As shown in Fig. 1, there are some problems with these two definitions of transferability: (1) The Frobenius norm only describes the upper bound requirement of the alignment degree [14, 27]. Since the minimization of this metric during training is an indirect method to isolate the transferability, it cannot accurately characterize the transferability under incomplete alignment; (2) ADP achieves the KLD constraint between the optimal perturbations through the classification loss. However, adversarial transferability does not necessarily occur between the optimal perturbations. The transferability still exists even if the optimal perturbation and the local minimum sub-optimal perturbation have little difference to the model’s output but have a closer KLD. Taking these two issues as the starting point, this article innovatively defines an evaluation metric in the next section for measuring the transferability of adversarial samples and optimizes this metric as the standard term to diversify sub-models as a regular item in network training, which finally isolates the transferability between sub-models.

4 Method

4.1 Preliminaries of SVD and transferability

From the perspective of optimization theory, adversarial sample optimization in (4) aims to maximize $\left \|J_{f}(x) \delta \right \|_{q}$. When q = 2, the goal of adversarial sample optimization can be simplified to a constrained optimization problem of quadratic functions:

$$ \begin{array}{@{}rcl@{}} maxmize\quad \delta^{T} Q \delta \\ subject\quad to\quad \delta^{T} P \mathcal{S} & = k \end{array} $$

(6)

where Q = J^TJ. Since the norm is homogenous, k is set as 1 to solve the optimization problem (6). Given the Lagrangian function $l(x, \lambda )=x^{T} Q x+\lambda \left (1-x^{T} P x\right )$ for the constrained optimization problem (6), the following Lagrange condition can be obtained:

$$ P^{-1} Q \delta = \lambda \delta $$

(7)

Therefore, the eigenvector of P^− 1Q is the optimal corresponding to the solution of the objective function (6). When the perturbation constraint is also under the L₂ norm, P is the identity matrix, and the maximum eigenvalue of Q is the maximum value of the cost function (6). It can be seen that the singular vector of the Jacobian matrix J essentially defines the possible local optimal solutions of δ. Thus, the entire singular matrix describes the model’s adversarial distribution. The singular value corresponding to the singular vector reflects the output disturbance that each adversarial distribution can generate, while the maximum singular value defines the maximum output variation of the model under the L₂ norm. This also reveals why the spectral norm is a more stringent constraint than the Frobenius norm under the single model’s robustness. Each local optimal perturbation solution is approximated under the first-order condition through the singular value decomposition of the Jacobian matrix. The transferability of adversarial examples essentially becomes the degree of alignment of the singular vectors of different Jacobian matrices [25].

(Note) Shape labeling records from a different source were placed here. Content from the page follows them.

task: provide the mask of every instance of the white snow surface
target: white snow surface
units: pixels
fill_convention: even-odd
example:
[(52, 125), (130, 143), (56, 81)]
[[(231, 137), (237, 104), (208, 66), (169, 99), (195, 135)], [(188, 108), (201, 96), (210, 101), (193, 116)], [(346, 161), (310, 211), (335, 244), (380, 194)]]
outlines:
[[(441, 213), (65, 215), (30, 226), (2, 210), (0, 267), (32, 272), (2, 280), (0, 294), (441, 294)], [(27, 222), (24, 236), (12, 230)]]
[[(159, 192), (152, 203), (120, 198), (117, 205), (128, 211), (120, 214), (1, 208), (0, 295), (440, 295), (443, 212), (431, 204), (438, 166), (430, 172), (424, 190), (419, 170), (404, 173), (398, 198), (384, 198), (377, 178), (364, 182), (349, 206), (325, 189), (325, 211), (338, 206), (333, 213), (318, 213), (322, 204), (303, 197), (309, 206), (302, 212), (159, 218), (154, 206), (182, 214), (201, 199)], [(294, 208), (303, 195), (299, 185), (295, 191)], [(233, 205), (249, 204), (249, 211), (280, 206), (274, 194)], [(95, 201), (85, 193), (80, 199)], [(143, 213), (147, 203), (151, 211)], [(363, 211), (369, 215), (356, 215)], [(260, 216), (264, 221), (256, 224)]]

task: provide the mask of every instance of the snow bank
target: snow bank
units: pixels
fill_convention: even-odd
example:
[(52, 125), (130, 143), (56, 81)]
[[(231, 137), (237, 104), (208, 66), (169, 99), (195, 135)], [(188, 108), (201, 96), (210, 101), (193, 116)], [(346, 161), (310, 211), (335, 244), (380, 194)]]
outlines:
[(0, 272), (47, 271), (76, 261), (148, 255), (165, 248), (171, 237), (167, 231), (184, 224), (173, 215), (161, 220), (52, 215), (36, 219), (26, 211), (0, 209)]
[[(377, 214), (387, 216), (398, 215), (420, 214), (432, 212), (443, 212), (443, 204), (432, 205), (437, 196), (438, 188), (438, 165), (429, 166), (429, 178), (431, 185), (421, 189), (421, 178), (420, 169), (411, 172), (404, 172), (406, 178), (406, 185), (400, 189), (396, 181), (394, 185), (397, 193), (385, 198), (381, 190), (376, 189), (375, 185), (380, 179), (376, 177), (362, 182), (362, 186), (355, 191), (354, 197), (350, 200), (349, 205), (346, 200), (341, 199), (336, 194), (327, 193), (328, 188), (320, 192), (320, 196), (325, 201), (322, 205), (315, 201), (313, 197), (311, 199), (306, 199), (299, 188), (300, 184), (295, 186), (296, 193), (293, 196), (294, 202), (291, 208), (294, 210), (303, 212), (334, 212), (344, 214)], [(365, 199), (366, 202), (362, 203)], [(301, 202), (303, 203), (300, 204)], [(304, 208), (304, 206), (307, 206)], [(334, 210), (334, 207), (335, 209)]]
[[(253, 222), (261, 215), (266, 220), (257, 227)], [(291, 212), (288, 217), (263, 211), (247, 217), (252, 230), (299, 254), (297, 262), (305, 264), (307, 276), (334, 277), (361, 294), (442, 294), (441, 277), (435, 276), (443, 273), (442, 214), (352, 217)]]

In the DVERGE method [15], the degree of alignment is defined by (8) as the adversarial loss of adversarial examples distilled between sub-models. Transferability is explicitly defined by the loss of adversarial examples under the model. $x_{f}^{\prime }$ is the y_s targeted adversarial example from the source model f_i to the targeted model f_j,i≠j based on image x. Due to the randomness of image input pairs$(x, y)\left (x_{s}, y_{s}\right )$, the overall transferability metric through loss function is expressed in terms of expectation.

$$ \begin{array}{@{}rcl@{}} d\left( f_{i}, f_{j}\right)_{DVE}&=&\frac{1}{2} \mathrm{E}_{(x, y)\left( x_{s}, y_{s}\right), l}\left[l_{f}\left( x_{f_{j}}^{\prime}\left( x, x_{s}\right), y\right)\right.\\ &&\left.+l_{f_{i}}^{\prime}\left( x_{f_{i}}\left( x, x_{s}\right), y\right)\right] \end{array} $$

(8)

While minimizing the adversarial loss, the transferability of the largest singular vectors from the source model to the target model can be explicitly characterized, and the effect depends on the adversarial sample generation algorithm and parameters. The starting point of the method and main innovation point of this paper is: how to more reasonably evaluate the alignment degree without relying on the prior information of the adversarial sample and achieve the widely applicable evaluation of transferability.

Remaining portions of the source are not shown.